My first memory of race in Los Angeles is being with my father, in a store, in Beverly Hills. He was buying me a dress for my junior high graduation. He was proud because I had finished junior high in one year. We went into a store. They told us to leave. They did not want Blacks there.
I had missed my father’s experience because my focus was on the fifty year old white man who was attempting to grope my 12 year old post-puberty Black ass while my father was being detained by security. Then, I was more scared for myself and my sisters—with me, as with all Black women, there was an element of fundamental attraction to our bodies in rhe desiring of white men that makes the racism we experience a different kind of ugliness—there is a sense of sexual entitlement to our bodies based on white privilege and the legacy of slavery…the eroticization of us on a physical level, for the animalistic raw thrill of sex—the darker the berry the sweeter the juice, once you go black you don’t go back, etc… expendability.
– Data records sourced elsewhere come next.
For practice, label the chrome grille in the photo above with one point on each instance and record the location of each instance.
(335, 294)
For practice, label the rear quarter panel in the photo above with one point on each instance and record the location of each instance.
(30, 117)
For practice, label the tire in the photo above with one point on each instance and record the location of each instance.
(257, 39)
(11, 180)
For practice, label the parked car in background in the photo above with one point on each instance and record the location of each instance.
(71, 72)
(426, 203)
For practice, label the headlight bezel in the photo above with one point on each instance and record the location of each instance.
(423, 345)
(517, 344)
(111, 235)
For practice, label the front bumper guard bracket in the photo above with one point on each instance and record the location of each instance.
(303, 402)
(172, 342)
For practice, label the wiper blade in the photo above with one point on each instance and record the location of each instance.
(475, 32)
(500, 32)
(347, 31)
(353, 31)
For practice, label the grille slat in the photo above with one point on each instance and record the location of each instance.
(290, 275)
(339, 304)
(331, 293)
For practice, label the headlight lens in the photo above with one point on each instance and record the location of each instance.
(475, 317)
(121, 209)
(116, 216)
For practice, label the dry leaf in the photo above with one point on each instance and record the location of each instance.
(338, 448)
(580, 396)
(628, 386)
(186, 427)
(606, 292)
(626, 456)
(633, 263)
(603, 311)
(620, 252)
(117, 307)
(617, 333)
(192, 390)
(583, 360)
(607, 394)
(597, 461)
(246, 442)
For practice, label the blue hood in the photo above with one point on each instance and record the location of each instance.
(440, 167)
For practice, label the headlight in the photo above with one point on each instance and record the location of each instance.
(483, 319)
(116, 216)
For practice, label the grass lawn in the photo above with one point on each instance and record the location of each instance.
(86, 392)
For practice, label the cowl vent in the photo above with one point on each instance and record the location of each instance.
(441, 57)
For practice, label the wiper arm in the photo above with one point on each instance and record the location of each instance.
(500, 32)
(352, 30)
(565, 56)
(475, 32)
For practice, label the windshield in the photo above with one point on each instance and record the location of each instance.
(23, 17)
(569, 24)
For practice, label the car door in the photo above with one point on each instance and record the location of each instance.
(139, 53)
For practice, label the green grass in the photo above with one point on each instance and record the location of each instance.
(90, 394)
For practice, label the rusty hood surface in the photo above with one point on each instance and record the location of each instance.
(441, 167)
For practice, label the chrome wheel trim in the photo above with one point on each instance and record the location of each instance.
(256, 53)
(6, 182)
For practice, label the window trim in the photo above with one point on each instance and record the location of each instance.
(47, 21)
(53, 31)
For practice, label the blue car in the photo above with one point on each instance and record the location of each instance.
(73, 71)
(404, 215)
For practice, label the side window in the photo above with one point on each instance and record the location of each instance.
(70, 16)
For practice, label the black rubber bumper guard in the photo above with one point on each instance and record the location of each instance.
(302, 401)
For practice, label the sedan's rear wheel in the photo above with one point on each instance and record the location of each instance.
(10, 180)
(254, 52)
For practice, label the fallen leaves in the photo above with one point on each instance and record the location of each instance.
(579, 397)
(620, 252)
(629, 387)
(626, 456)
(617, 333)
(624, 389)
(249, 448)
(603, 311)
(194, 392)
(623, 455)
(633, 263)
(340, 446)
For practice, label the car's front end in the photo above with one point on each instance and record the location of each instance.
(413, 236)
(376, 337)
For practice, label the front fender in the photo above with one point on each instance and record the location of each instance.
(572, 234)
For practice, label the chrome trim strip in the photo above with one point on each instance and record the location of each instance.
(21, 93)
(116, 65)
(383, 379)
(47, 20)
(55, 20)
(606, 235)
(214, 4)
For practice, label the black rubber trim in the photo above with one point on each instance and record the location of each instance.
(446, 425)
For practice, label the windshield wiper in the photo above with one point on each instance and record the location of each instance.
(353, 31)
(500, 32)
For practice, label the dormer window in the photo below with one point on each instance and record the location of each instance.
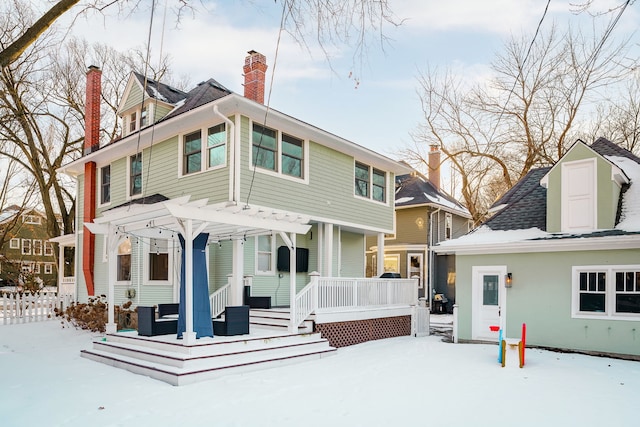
(579, 196)
(132, 122)
(144, 117)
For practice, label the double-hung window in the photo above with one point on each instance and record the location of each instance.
(124, 261)
(278, 152)
(370, 182)
(362, 180)
(606, 291)
(265, 259)
(158, 259)
(192, 153)
(135, 175)
(105, 184)
(26, 246)
(214, 149)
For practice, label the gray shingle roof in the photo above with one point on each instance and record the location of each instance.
(415, 189)
(526, 204)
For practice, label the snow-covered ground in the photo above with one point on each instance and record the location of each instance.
(395, 382)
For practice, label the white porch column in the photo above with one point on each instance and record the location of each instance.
(327, 268)
(380, 257)
(112, 269)
(189, 335)
(292, 282)
(237, 274)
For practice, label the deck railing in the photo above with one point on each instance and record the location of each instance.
(331, 293)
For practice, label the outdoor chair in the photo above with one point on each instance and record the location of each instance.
(235, 322)
(167, 309)
(149, 326)
(255, 302)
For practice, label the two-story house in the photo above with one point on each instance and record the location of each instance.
(26, 254)
(425, 216)
(561, 254)
(246, 183)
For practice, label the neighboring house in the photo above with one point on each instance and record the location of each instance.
(561, 254)
(26, 252)
(425, 215)
(255, 180)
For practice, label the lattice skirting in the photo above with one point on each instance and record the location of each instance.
(343, 334)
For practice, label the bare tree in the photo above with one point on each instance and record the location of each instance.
(525, 116)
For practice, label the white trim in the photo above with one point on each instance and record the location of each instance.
(631, 241)
(610, 292)
(272, 267)
(590, 180)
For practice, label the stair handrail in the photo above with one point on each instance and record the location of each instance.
(219, 300)
(306, 302)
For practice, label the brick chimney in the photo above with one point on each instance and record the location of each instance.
(91, 143)
(255, 68)
(434, 166)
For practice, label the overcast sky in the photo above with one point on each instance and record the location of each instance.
(382, 109)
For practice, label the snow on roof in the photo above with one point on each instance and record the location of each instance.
(630, 214)
(404, 200)
(484, 234)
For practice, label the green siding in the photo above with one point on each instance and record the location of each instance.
(329, 193)
(543, 301)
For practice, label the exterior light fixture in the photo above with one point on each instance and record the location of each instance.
(508, 280)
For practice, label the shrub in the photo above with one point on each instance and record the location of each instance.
(92, 315)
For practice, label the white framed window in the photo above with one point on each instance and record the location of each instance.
(578, 196)
(14, 243)
(37, 247)
(134, 177)
(606, 292)
(278, 152)
(124, 261)
(448, 226)
(204, 149)
(265, 254)
(370, 183)
(26, 246)
(32, 219)
(159, 260)
(105, 185)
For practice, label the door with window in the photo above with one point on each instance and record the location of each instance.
(488, 302)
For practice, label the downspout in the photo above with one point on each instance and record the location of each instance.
(234, 186)
(431, 257)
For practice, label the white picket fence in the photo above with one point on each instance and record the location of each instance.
(27, 307)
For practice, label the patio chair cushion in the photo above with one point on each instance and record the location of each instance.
(235, 322)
The use, for sex and pleasure, but never commitment.
But as I grew up, my thoughts were less on the continued exploitation of the black female body and more about what my father’s experience must have been like. What my brother’s experience must have been like. I realized I was more scared for them because racism would always try to jail and kill and destroy them that way.
And now, again in Los Angeles, echoing so loudly is this message…Imagine, on an hourly, daily, basis every year traumatic painful experiences with people who have no reason to hate you find a way to treat you with the utmost derision, contempt, condescension, violence, and hate.
To be told you do not matter.
To have to fight to be seen as a person.
To have to fight to be treated like a person.
The unendurable pressure. The psychological weight. The physical exhaustion. The destruction of the spirit, to wither and die.
How difficult this was when a child, here, to withstand this pressure when I did not yet know to see what was actually going on. That I did not need to believe the authority figures and these voices to internalize self-hate and lack of self-worth. That I could believe myself. Believe in myself.
That is the freedom and space that living in NYC gave me as an African American woman. I did not have to fight to defend my existence every second of every day that I was outside of my house. People did not see Black first. They saw a woman, a writer, a professor, a student, a friend. Sometimes simply Hope. I could breathe. I could live. I could truly find myself, outside preconceived notions of who I should be/act like and how awfully I was treated. I could create.
I could simply be, a human being. Nothing more. Nothing less.